Le Carnaval en province

Carnaval de Borgosesia

Parmi les principaux carnavals de la province de Vercelli, le Carnaval de Borgosesia, dont la renommée s’étend à tout le Piémont, par son expression typique et caractéristique, le Mercû Scûrot (mercredi sombre), est créé en 1854 par un groupe de bons vivants. Ce jour-là, des hommes élégants célèbrent à leur manière les obsèques du Carnaval, le jour des cendres, en accompagnant dans les rues de la ville un cercueil dans lequel gît un pantin de paille qui représente le Carnaval.

En 1855, le pantin fut baptisé Peru Magunella: «Peru» est le résultat de la dialectisation du nom de saint patron de la ville (San Pietro) et «Magunella» vient de «Magoni», surnom de habitants de Borgosesia. Ça n’est que trente ans plus tard que le personnage commença à être interprété par une personne et qu’on lui accola une compagne féminine, la Gin Fiammàa. Le Mercû Scûrot, considéré comme un événement unique au niveau européen, est le mercredi des Cendres, jour lors duquel, conformément à la tradition locale, le Carnaval de Borgosesia prend fin, à la différence de tous les autres qui se terminent à l’occasion du Mardi gras. Selon la tradition, en 1854, au terme du carnaval, un groupe d’hommes d’affaires allemands et alsaciens, à la tête d’une filature de laine fondée quelques années auparavant et aussi de ce qui deviendra par la suite la Manufacture Laines Borgosesia, ne se résignant pas à la fin des festivités, décidèrent de célébrer les funérailles du carnaval le matin du Mercredi des Cendres. Avec un faux cercueil placé sur une charrette, élégamment vêtus, ils prirent part à un cortège funèbre improvisé dans les rues du village, qui ne manquait pas de s’arrêter dans les auberges.

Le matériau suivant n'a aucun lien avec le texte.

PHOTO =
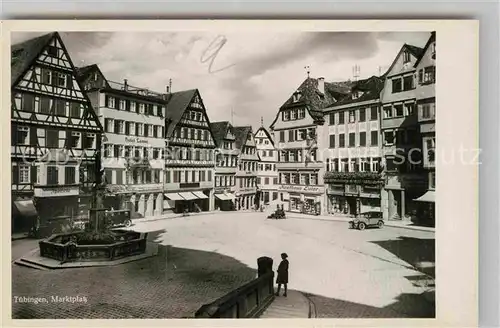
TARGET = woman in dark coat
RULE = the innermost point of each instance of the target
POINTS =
(282, 277)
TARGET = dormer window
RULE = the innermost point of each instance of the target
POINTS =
(406, 56)
(296, 96)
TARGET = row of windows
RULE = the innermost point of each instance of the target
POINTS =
(266, 181)
(121, 176)
(122, 151)
(339, 117)
(400, 137)
(361, 140)
(25, 173)
(297, 155)
(187, 153)
(133, 128)
(353, 165)
(135, 106)
(299, 178)
(187, 176)
(247, 166)
(191, 133)
(45, 105)
(226, 161)
(426, 75)
(266, 153)
(399, 110)
(298, 134)
(267, 167)
(246, 182)
(293, 114)
(225, 181)
(24, 135)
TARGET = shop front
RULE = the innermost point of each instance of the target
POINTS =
(302, 199)
(187, 201)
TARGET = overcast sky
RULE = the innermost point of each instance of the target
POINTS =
(251, 74)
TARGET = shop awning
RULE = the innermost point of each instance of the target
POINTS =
(200, 195)
(26, 208)
(427, 197)
(174, 196)
(188, 195)
(221, 196)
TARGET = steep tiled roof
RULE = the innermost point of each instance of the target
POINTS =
(432, 38)
(25, 52)
(371, 88)
(241, 134)
(414, 50)
(219, 130)
(177, 103)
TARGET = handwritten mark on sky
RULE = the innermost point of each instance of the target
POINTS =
(211, 52)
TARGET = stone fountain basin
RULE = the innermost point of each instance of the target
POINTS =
(126, 243)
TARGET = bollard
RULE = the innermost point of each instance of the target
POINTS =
(265, 265)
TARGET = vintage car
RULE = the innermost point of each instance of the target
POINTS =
(367, 219)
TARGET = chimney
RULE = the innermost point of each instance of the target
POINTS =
(321, 85)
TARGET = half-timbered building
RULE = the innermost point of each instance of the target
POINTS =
(226, 158)
(246, 175)
(55, 134)
(132, 151)
(189, 158)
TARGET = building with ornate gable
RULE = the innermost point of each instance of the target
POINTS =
(226, 158)
(56, 135)
(300, 139)
(267, 174)
(132, 152)
(189, 158)
(246, 175)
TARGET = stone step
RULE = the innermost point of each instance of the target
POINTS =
(31, 265)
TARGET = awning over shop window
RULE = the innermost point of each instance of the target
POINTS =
(188, 195)
(26, 208)
(221, 196)
(174, 196)
(200, 195)
(427, 197)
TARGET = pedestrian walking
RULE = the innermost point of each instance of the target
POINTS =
(282, 278)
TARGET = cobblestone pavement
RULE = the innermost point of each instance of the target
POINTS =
(374, 268)
(141, 289)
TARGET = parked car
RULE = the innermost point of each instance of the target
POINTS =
(367, 219)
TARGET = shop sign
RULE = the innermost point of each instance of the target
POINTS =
(136, 140)
(56, 192)
(295, 188)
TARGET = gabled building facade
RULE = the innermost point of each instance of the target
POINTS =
(352, 175)
(401, 139)
(189, 159)
(267, 174)
(426, 108)
(246, 175)
(298, 129)
(56, 135)
(132, 152)
(226, 159)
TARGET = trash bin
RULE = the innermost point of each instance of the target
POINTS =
(264, 265)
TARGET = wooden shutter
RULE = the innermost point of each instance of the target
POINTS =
(332, 141)
(15, 174)
(33, 174)
(13, 134)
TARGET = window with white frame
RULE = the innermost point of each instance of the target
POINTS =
(75, 139)
(24, 173)
(23, 137)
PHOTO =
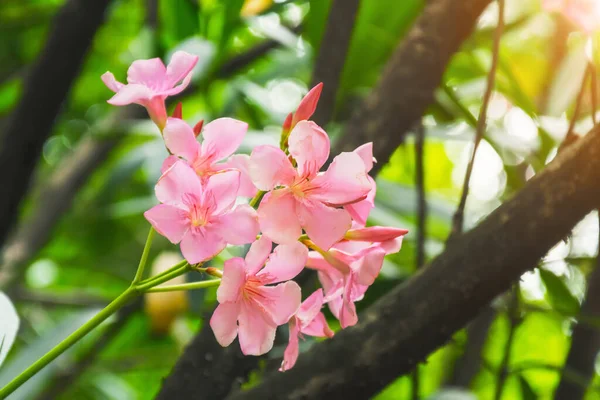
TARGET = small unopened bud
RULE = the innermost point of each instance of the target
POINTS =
(285, 131)
(287, 124)
(178, 111)
(198, 127)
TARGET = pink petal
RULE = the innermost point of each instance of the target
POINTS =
(239, 226)
(323, 225)
(366, 153)
(360, 210)
(344, 182)
(347, 313)
(150, 73)
(286, 261)
(224, 323)
(169, 221)
(222, 137)
(241, 162)
(308, 104)
(256, 331)
(309, 145)
(310, 308)
(132, 93)
(180, 139)
(157, 111)
(176, 182)
(180, 66)
(270, 167)
(318, 327)
(168, 163)
(290, 355)
(234, 278)
(257, 255)
(375, 234)
(222, 189)
(277, 217)
(280, 302)
(200, 245)
(109, 80)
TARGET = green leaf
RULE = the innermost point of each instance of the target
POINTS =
(9, 326)
(526, 390)
(559, 295)
(178, 21)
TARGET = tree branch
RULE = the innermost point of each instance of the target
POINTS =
(416, 318)
(46, 88)
(410, 78)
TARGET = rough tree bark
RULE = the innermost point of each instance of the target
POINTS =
(46, 88)
(331, 59)
(585, 343)
(421, 315)
(410, 77)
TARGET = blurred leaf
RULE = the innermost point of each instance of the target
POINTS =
(178, 21)
(231, 20)
(315, 23)
(559, 295)
(376, 33)
(254, 7)
(526, 390)
(9, 326)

Aujourd’hui encore, cette tradition a été maintenue: les participants arborent haut-de-forme et cape, et sont munis d’une cuillère en bois qu’ils utilisent pour boire le vin qui leur est servi à différents endroits le long du parcours. Après le déjeuner, commence le tour de la ville qui prend fin tard dans la soirée avec la lecture du testament du Peru Magunella et la mise au bucher du pantin.

Carnaval de Crescentino

Les personnages emblématiques du Carnaval historique de Crescentino, célébré depuis 1929, sont la Reine Papetta et le Comte Tizzoni, couronné, selon un rite particulier, la veille du défilé des chars allégoriques. La tradition carnavalesque est liée à un événement qui eut lieu en 1529: un groupe de jeunes originaires de Crescentino, alliés à la ville de Vische, se révolta contre le despote d’alors, le Comte Riccardo IV Tizzoni qui fut tué.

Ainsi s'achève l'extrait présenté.